Etwa 22.000 Schweizer Staatsbürger leben in Israel. Wir haben drei von ihnen getroffen, um über ihr Leben, das Heimweh und neue Wege in einem anderen Land zu sprechen…

Monique Heymann
Engagiert für die Schweizer in Israel
„Es ist ein teures Hobby, aber mir macht es viel Spass“, mit diesen Worten beschreibt die 37-Jährige Schweizerin Monique Heymann lächelnd ihr Engagement als Auslandsschweizer Delegierte im Auslandschweizerrat. Für den Rat versucht sie aktiv die Interessen von Schweizern, die im Ausland leben zu vertreten. Zwei Mal im Jahr reist sie dafür fast komplett auf eigene Kosten in die Schweiz, um an den Sitzungen teilzunehmen. Die wichtigsten Themen ihrer Meinung nach: „Wir müssen endlich das Evoting voran bringen, es kann nicht sein, dass viele im Ausland lebende Schweizer nicht wählen können, weil die Unterlagen zu spät ankommen.“ Ausserdem hofft die junge Frau, die vor achteinhalb Jahren Aliya gemacht hat, dass Gespräche mit Schweizer Banken bald positiv verlaufen, denn aktuell können nicht in der Schweiz lebende Bürger Bankkonten in ihrem Heimatland nur mit hohen Gebühren eröffnen.

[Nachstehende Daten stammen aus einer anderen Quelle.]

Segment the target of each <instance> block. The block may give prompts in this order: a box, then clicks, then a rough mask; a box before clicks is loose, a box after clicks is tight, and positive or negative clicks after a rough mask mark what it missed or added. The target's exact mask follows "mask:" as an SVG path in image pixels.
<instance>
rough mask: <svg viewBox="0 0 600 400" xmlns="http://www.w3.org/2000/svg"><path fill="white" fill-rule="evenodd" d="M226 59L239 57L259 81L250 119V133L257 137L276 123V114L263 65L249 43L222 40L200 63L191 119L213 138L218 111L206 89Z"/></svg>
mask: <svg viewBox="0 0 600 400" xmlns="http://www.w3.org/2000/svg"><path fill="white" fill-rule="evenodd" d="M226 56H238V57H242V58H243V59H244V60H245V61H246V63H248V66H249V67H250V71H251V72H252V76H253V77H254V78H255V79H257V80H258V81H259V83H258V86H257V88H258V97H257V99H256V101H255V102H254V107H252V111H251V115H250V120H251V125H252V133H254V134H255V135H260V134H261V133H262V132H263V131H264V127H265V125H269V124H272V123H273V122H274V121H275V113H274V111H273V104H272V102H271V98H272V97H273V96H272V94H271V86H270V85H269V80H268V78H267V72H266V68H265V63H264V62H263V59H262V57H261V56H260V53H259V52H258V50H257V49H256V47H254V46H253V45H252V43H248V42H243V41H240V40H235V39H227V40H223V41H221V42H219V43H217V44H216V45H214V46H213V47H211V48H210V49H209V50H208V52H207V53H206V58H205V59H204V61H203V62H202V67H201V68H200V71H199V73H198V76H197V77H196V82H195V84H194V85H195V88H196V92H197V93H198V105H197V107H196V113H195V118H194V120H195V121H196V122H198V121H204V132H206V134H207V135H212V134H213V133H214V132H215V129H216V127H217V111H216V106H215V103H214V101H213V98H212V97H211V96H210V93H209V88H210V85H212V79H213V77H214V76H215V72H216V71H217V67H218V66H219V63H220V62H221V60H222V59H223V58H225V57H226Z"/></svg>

Heymanns Engagement zeigt sich auch in anderen Bereichen; so organisiert sie regelmässig neben ihrer Arbeit bei einem High-Tech-Unternehmen Stammtische für Schweizer in Israel und betreut die Facebook-Gruppe „Swiss in Israel“, in der es immerhin 800 Mitglieder gibt. So viele kommen zum Stammtisch lange nicht, aber für Heymann ist dieser Abend trotzdem immer ein Erfolg: „Das ist immer ein bisschen Heimat, mit den anderen Schweizerdeutsch oder Französisch zu sprechen. Wir regen uns über die gleichen Sachen auf und bringen uns Dinge mit, wenn einer in die Schweiz fährt.“ Besonders begehrt ist der Greyerzer, den Heymann in Israel schmerzlich vermisst. Noch mehr vermisst sie allerdings ihre Familie, ihre Schwester und ihre Eltern sind in der Schweiz.

Glücklich in Tel Aviv: Monique Heymann (Bild: privat).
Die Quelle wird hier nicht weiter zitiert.